Coming to grips with the price of war…

Ribbons tied to the nearly leafless maple trees and fluttering  at the front entrance of New Westminster Secondary School raise the question: who are they for?

And who put them there?

The  names written on dozens of multi-coloured ribbons –  Private John Elliott, Private Vincent Misinishkotewe, Captain Thomas Chères and Corporal William Forbes Guild –  are those of soldiers who died in the First World War.  Three weeks ago, the students in Mike Parker’s Grade 10 Social Studies class festooned the branches after researching each of the names that now stir in the winter breeze.

Parker’s students  have been asking if Canada’s role in the First World War was worth it.  And in coming to grips with that question, they found themselves confronting  the price of human life. 

One of the challenges Parker notes is that most students have no real point of reference: what does it mean for 67,000 Canadian soldiers to die, and another  250,000 to be wounded in a total war that cost millions of lives?  Canadians in battles like Ypres, Somme, Vimy and Passchendaele fought valiantly in muddy trenches, faced unimaginable hardship, and experienced heavy death tolls.

“In order to understand who some of these people were, we first needed to have names to get information from various websites,” Parker explained. “I found a spreadsheet naming the dead from the battle of Vimy Ridge.  We then took those names and researched information on the National Archives websites. 

“There, you can find the attestation papers that provide information about volunteers who completed the forms  when they enlisted,” Parker explained.

These were clerks, farmers, tailors, fishermen, steam engineers, and insurance agents.  The National Archives contain papers for most of the 640,000 soldiers, chaplains and nursing sisters who served with the Canadian Expeditionary Force – along with official war diaries that recount a regiment’s daily activities in the field, including information about deaths, patrols and other incidents.


Recognizing how Canada changed…

“One fellow we looked at was 16 years old:  he was underage.
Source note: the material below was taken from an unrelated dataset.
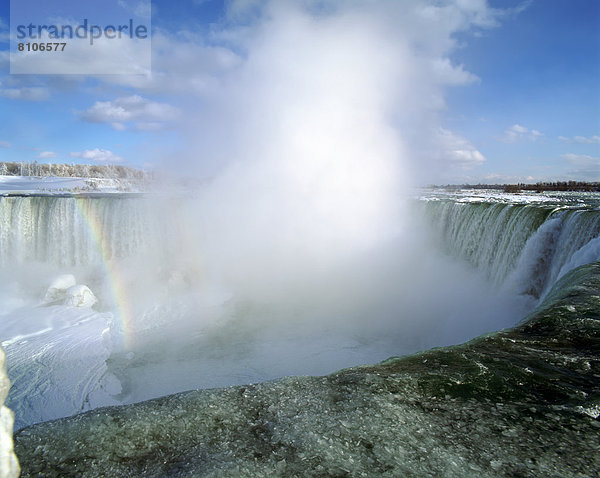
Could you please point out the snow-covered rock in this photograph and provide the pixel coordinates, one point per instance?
(9, 466)
(59, 286)
(80, 296)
Others joined up and within a couple of days were killed.  Some we found had been born in Wales, others in America.  The question of where people came from and why helps form a deeper understanding and respect for what happened. It  sheds  light on the era and on the political, economic and social change the country was experiencing.”

Parker  said the recent emphasis in the BC curriculum on the inquiry process invites students to address open-ended questions and form their own opinions as they do their research. In addressing the question: How did the war affect Canada, students also asked: was Canada’s role in the First World War worth it?
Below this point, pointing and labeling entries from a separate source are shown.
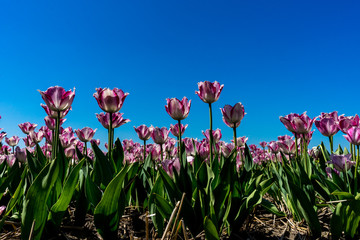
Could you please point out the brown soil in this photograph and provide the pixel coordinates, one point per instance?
(261, 225)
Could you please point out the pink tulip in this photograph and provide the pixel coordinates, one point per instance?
(241, 141)
(353, 135)
(57, 99)
(117, 120)
(143, 132)
(109, 100)
(160, 135)
(209, 92)
(85, 134)
(174, 129)
(177, 109)
(327, 126)
(216, 134)
(232, 116)
(2, 135)
(296, 123)
(28, 141)
(20, 154)
(54, 114)
(13, 141)
(36, 137)
(347, 122)
(27, 127)
(339, 162)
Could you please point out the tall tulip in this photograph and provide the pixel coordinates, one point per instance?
(144, 134)
(58, 100)
(178, 110)
(232, 116)
(209, 92)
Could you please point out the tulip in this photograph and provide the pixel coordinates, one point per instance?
(27, 127)
(177, 109)
(209, 92)
(216, 135)
(20, 154)
(117, 120)
(109, 100)
(85, 134)
(159, 136)
(51, 122)
(28, 141)
(54, 114)
(143, 132)
(2, 135)
(36, 137)
(232, 116)
(57, 99)
(296, 123)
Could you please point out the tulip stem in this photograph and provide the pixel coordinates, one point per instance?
(144, 150)
(210, 136)
(56, 137)
(331, 144)
(110, 143)
(356, 170)
(235, 142)
(179, 143)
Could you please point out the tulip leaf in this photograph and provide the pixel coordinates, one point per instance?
(58, 209)
(210, 230)
(39, 192)
(109, 210)
(102, 166)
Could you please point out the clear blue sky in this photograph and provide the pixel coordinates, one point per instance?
(276, 57)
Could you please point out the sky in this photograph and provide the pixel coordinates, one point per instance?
(275, 57)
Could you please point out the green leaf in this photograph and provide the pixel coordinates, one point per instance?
(210, 230)
(58, 209)
(35, 208)
(271, 208)
(102, 166)
(336, 223)
(108, 212)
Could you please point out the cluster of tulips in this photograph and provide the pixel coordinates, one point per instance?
(198, 168)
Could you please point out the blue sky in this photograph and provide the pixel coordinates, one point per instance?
(276, 57)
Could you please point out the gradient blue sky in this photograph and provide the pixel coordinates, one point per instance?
(276, 57)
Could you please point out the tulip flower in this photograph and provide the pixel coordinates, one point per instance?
(85, 134)
(296, 123)
(117, 120)
(27, 127)
(143, 132)
(109, 100)
(209, 92)
(232, 116)
(57, 99)
(159, 136)
(177, 109)
(20, 154)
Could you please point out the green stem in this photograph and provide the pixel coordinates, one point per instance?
(235, 142)
(356, 170)
(144, 150)
(296, 148)
(179, 142)
(56, 137)
(210, 135)
(331, 144)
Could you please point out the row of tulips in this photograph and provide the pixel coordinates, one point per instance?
(218, 183)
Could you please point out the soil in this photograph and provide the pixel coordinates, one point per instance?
(260, 225)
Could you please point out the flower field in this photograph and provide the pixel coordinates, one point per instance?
(185, 188)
In their collaborative presentations incorporating slideshows and images, many students found the total war effort for the young country of Canada meant that women entered the workforce; that income tax was introduced, laying a foundation for the country’s evolving social services; and that Canada became a recognized independent voice in the League of Nations. Some students also noted the role of propaganda, the differing experiences for immigrants and Aboriginal peoples, and the social costs of war.

Parker, who has taught at NWSS for 15 years, is a history buff who has visited many of the places he teaches about. At Vimy Ridge two years ago, he visited the trenches and the tombstones that mark the place of so much loss. While history requires constant re-examination from multiple and changing perspectives, Parker said of his experience  at Vimy:  “It was a huge and tragic effort. But it’s history. It happened. And we can’t hide from it.”